In fact, I’m wondering if I can’t get someone here to go with me on this little adventure. A short hike over, a trip through the Swine Barn – God, I love that name – and maybe a mug of Bayou Billy CherryWine and a pretzel with cheese smothering it. This could be as good as the time it snowed and my feet were soooo cold through my leather soles as I munched my apple burger. Oh, by the way, we’ll be making a bunch at home, not to mention beef and noodles. The Brimfield Methodist folks sell it for a pretty penny a cupful – but, hey, my grandmother was a Methodist cook for 50+ years. Yes, AmeliaJake knows beef and noodles.

Sinus at night

I woke to go to the bathroom around 1;30 this morning; I had guzzled lots of liquid and eaten no salty food to tell my body retain it. I guess that’s my story, but I don’t know if I’m sticking to it.

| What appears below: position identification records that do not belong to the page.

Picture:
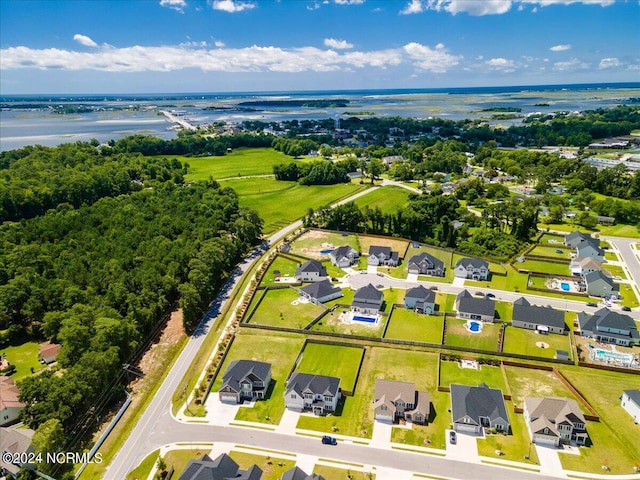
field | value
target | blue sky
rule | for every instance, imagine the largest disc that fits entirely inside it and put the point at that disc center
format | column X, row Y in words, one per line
column 94, row 46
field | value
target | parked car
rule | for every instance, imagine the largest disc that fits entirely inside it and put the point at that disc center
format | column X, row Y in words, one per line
column 327, row 440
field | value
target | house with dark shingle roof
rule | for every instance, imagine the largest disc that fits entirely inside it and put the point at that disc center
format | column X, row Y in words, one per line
column 426, row 264
column 555, row 421
column 367, row 300
column 344, row 256
column 473, row 308
column 607, row 326
column 311, row 271
column 321, row 292
column 540, row 319
column 317, row 393
column 472, row 268
column 382, row 256
column 475, row 408
column 420, row 299
column 400, row 400
column 245, row 380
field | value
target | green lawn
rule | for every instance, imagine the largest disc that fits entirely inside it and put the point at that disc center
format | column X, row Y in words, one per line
column 281, row 307
column 333, row 360
column 279, row 350
column 241, row 162
column 523, row 342
column 450, row 372
column 458, row 336
column 407, row 325
column 24, row 357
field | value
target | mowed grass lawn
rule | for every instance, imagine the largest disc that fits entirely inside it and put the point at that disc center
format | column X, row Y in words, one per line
column 279, row 203
column 523, row 342
column 620, row 451
column 457, row 335
column 278, row 350
column 332, row 360
column 240, row 162
column 408, row 325
column 282, row 307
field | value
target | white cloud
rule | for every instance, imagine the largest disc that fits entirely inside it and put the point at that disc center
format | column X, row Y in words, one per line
column 436, row 60
column 337, row 44
column 560, row 48
column 414, row 6
column 609, row 63
column 84, row 40
column 232, row 6
column 177, row 5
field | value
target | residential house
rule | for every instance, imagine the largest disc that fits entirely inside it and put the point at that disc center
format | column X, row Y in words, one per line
column 475, row 408
column 607, row 326
column 48, row 352
column 554, row 421
column 540, row 319
column 14, row 441
column 321, row 292
column 344, row 256
column 631, row 403
column 394, row 401
column 420, row 299
column 367, row 300
column 317, row 393
column 474, row 308
column 382, row 256
column 245, row 380
column 296, row 473
column 581, row 266
column 311, row 271
column 473, row 268
column 426, row 264
column 600, row 285
column 10, row 405
column 222, row 468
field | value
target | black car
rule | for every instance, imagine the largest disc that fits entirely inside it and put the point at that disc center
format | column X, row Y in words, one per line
column 327, row 440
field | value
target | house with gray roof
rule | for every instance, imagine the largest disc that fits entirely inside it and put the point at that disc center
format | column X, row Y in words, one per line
column 222, row 468
column 607, row 326
column 321, row 292
column 472, row 268
column 245, row 380
column 475, row 408
column 344, row 256
column 420, row 299
column 600, row 285
column 316, row 393
column 394, row 401
column 311, row 271
column 426, row 264
column 474, row 308
column 540, row 319
column 555, row 421
column 367, row 300
column 630, row 401
column 382, row 256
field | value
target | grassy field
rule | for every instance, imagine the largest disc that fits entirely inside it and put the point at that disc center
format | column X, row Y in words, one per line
column 407, row 325
column 24, row 357
column 523, row 342
column 458, row 336
column 276, row 308
column 332, row 360
column 279, row 203
column 241, row 162
column 279, row 350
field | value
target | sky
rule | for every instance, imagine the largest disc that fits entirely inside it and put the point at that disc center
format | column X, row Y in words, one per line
column 210, row 46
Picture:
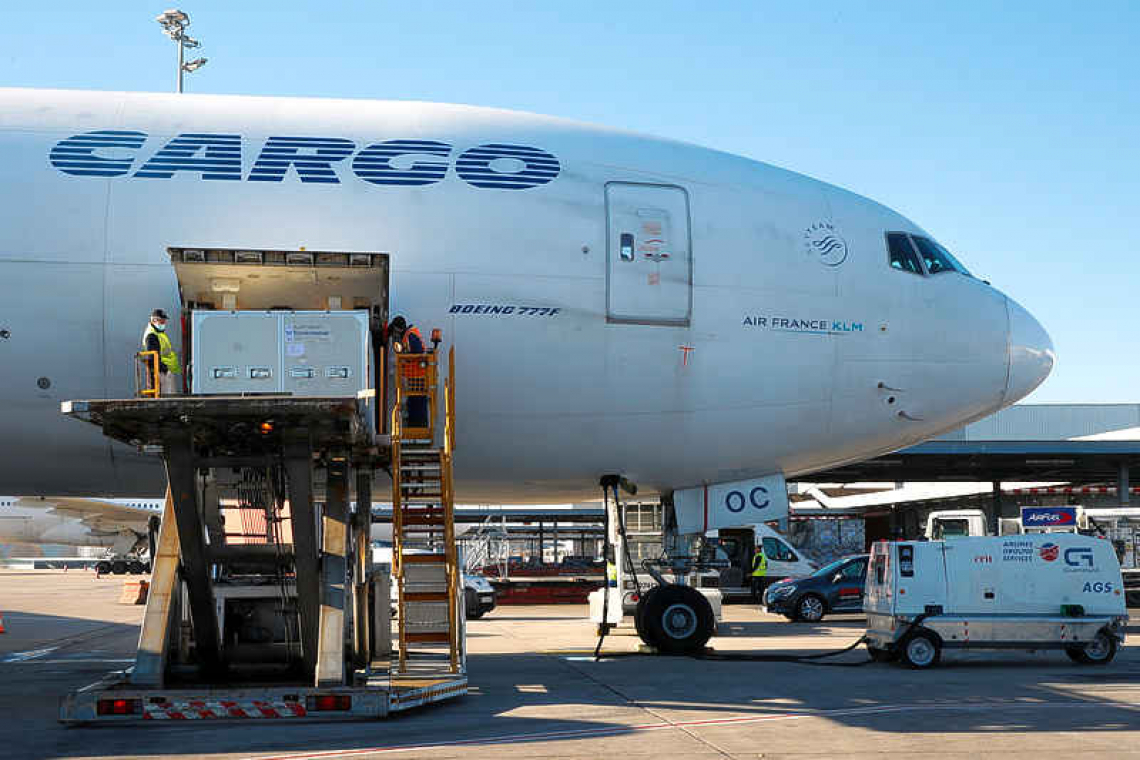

That’s not the story anyway; the real one – and it is short because it is only about 3:30 am now –  is that when I lay back down, I became aware of a slight throb behind the bridge of my nose. It wasn’t bad and it didn’t slowly start to pound; it just kept steadily throbbing. I have come to think of it as  Chinese Sinus Torture. So I got up and made myself some Cold Alka-Seltzer and drank it down . . . and then I took a little more medicine and am pushing the whole lot along with some caffeine, laced with sugar. (That would be The Cure, dontcha know?)

And I am sitting up to encourage what drainage their may be. My tear ducts are also feeling the pressure and it has occurred to me that crying would probably help, but of all things after writing a troubled post just a couple of days ago, I can’t conjure up any tears right now. Of course, I don’t want to fool around too much with the sad thought sinus therapy; I doubt it would be wise.

So, I wait to drain and for the analgesics to start acting – and I hope the play will be light-hearted and not some Tennessee Williams burden of drama. I don’t know, though, yelling Stella! might bring some atavistic relief.